I take up bits of the the rest of the story in other postings. See “That bloody machine” and “The other D Day”
Loved this. I’m heading out at lunch to figure out which house their flat was in!
I was happy to see another post from you appear on Substack. I had forgotten that you had American roots. Just what do you mean that all the “best” people start their lives in Nebraska!! 😄 Don’t forget that some of your readers are American and not a lot of people are from that sparsely populated state! (Just had to give you a hard time Richard)
I loved seeing the postcard of Wisbech. And the old postcard of Scottsbluff near the Badlands. A name derived from the Lakota word “mako sica”. When French fur trappers passed through this area, they referred to it as “les mauvaises terres a traveser”-meaning, the bad lands to cross. The canyons, buttes, and clay (that was slick after a rain) contributed to the name & reputation. So there is a little unsolicited American history lesson.
I watch Escape to the Country on Brit Box so I love seeing and hearing about little villages & places with so much history.

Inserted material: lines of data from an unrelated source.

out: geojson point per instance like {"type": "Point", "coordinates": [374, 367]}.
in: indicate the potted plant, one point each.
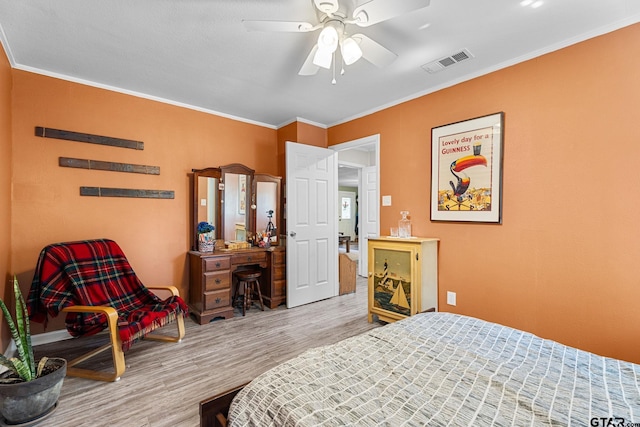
{"type": "Point", "coordinates": [28, 391]}
{"type": "Point", "coordinates": [206, 242]}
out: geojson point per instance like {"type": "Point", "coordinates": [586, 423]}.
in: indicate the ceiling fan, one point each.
{"type": "Point", "coordinates": [333, 19]}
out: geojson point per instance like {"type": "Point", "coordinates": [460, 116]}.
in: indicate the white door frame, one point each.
{"type": "Point", "coordinates": [367, 140]}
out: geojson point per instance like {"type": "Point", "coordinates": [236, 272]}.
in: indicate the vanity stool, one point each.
{"type": "Point", "coordinates": [249, 282]}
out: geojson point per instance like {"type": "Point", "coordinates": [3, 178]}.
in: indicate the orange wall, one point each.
{"type": "Point", "coordinates": [5, 184]}
{"type": "Point", "coordinates": [301, 132]}
{"type": "Point", "coordinates": [563, 264]}
{"type": "Point", "coordinates": [154, 234]}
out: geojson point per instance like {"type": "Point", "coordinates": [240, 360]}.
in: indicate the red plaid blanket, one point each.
{"type": "Point", "coordinates": [96, 272]}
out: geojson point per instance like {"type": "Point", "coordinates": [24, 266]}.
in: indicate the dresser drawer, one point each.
{"type": "Point", "coordinates": [217, 299]}
{"type": "Point", "coordinates": [279, 272]}
{"type": "Point", "coordinates": [279, 288]}
{"type": "Point", "coordinates": [216, 280]}
{"type": "Point", "coordinates": [249, 258]}
{"type": "Point", "coordinates": [213, 264]}
{"type": "Point", "coordinates": [279, 257]}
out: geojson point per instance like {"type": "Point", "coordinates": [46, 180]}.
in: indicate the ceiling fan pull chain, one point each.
{"type": "Point", "coordinates": [334, 69]}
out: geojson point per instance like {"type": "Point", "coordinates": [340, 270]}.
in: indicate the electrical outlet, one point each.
{"type": "Point", "coordinates": [451, 298]}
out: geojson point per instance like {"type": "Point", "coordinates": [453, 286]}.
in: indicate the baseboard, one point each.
{"type": "Point", "coordinates": [39, 339]}
{"type": "Point", "coordinates": [49, 337]}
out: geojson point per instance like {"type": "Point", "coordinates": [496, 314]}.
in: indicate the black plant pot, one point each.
{"type": "Point", "coordinates": [26, 402]}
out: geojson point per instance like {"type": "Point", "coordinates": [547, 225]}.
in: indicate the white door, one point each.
{"type": "Point", "coordinates": [368, 218]}
{"type": "Point", "coordinates": [312, 240]}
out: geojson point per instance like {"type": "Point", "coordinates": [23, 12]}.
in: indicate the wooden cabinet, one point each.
{"type": "Point", "coordinates": [403, 277]}
{"type": "Point", "coordinates": [211, 279]}
{"type": "Point", "coordinates": [274, 285]}
{"type": "Point", "coordinates": [210, 288]}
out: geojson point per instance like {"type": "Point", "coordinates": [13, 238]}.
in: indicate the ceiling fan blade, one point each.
{"type": "Point", "coordinates": [279, 26]}
{"type": "Point", "coordinates": [380, 10]}
{"type": "Point", "coordinates": [373, 51]}
{"type": "Point", "coordinates": [309, 68]}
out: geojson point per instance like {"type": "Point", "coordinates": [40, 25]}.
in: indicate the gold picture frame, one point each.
{"type": "Point", "coordinates": [466, 170]}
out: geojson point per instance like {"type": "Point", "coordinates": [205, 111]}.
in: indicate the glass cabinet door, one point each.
{"type": "Point", "coordinates": [392, 280]}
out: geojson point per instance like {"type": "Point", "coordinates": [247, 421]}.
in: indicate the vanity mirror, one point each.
{"type": "Point", "coordinates": [206, 201]}
{"type": "Point", "coordinates": [266, 190]}
{"type": "Point", "coordinates": [236, 201]}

That you fell 12 ft down as a little child was scary! What are you made of to survive that! The description of your mother’s medical practice gave me visions of the tv shows Heartbeat & Call the Mid-Wife!
Thank you for these writings. I love having something other than trump’s latest Fascist rant to read. But things have changed…We Will Get those pathetic trump supporters out of our politics. There is renewed hope with the Harris Walz ticket. Many of us haven’t been able to exhale for eight years. Biden has done a great job, but trump & his ilk were kept in the news by the right wing monopoly of our press.
It’s not working anymore and I hope to have a very happy story to tell you in November after elections here!